Our report found that these multifarious standards have led to challenges such as inconsistent carbon accounting methodologies, a lack of unified third-party verification protocols, and difficulties in benchmarking performance across parks. This undermines the credibility of carbon reductions, raises compliance costs for businesses, and impedes the development of scalable financial instruments based on park-level carbon assets.
Building an energy supply system centred on green power is crucial for zero-carbon industrial parks, but practically challenging. The direct green power supply model – which sees a renewable power generator bypass the grid to supply an industrial consumer directly – often encounters issues such as complex approval procedures, high upfront investment costs, and imperfect market trading rules during implementation. Meanwhile, the technological challenges of integrating renewables into the grid at scale have yet to be resolved. Long-duration energy storage technology remains immature, for example.
High-quality carbon accounting data is the basis for measuring emission reduction effects, overcoming international trade barriers, and attracting green finance. However, current systems for carbon accounting have frailties.
First, measurement and monitoring suffer from weak underlying data-collection capabilities. Second, the accounting process is complex, professional talent is scarce, and unified, authoritative third-party verification and certification standards are missing. Third, the technological and economic bottlenecks of deep decarbonisation are becoming increasingly prominent, especially in high-emission traditional industries such as cement, steel and chemicals. These sectors are hampered by insufficient supply of key inputs such as green hydrogen, low technological maturity, poor economic viability, and incomplete supporting policy systems and market mechanisms.
What’s next?
According to national plans, there will be 100 national zero-carbon industrial parks developed during the 15th Five-Year Plan period (2026-2030). The first batch of 52 pilots will be expected to demonstrate pathways for the subsequent scaling up of the pilot program.
Our analysis points to three areas of work that deserve special attention. First, the existing, industry-led group standards should be gradually upgraded to sectoral and national standards. A tiered and categorised carbon emission accounting and certification system would enhance the standardisation, comparability and implementation for parks in the system.
System integration is another priority. Overall operational efficiency and emission reductions could best be realised by strengthening the parks’ links between energy, industrial production, transportation, buildings and resource recycling. This will require breaking down administrative and departmental barriers.

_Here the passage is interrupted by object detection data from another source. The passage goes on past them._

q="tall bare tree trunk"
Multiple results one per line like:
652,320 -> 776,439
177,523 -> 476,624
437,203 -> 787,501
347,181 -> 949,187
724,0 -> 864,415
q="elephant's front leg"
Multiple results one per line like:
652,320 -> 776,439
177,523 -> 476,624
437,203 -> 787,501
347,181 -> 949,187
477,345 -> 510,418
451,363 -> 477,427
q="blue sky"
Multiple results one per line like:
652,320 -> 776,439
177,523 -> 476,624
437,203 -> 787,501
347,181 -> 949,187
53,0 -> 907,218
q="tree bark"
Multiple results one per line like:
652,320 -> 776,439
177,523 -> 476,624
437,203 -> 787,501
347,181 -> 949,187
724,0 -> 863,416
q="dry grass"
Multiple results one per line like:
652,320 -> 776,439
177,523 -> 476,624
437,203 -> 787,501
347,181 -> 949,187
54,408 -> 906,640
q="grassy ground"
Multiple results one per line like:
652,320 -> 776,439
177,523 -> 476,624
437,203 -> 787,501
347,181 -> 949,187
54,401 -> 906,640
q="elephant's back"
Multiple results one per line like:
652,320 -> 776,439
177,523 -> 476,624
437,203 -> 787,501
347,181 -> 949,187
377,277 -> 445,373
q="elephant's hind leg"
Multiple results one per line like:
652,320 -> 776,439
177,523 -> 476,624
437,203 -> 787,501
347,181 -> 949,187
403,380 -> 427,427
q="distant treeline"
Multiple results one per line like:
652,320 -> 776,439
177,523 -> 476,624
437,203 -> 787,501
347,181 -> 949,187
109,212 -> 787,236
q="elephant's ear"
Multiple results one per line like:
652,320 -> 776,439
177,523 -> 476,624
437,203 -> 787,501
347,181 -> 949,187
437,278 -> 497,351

Third, to strengthen the foundations for carbon trading, the parks should accelerate the development of diversified trading mechanisms covering carbon emission rights, green power certificates, and voluntary emission reductions. This will facilitate the introduction of carbon financial products and services, allowing market-based incentive mechanisms to drive decarbonisation.
Further down the line, it will be interesting to see whether China’s ministries coordinate to export lessons learned in its pilot program to its overseas industrial parks.
Ultimately, industrial parks will have to develop against policy mandates, assess the low-carbon demands of their consumer markets, and make the most of their local advantages.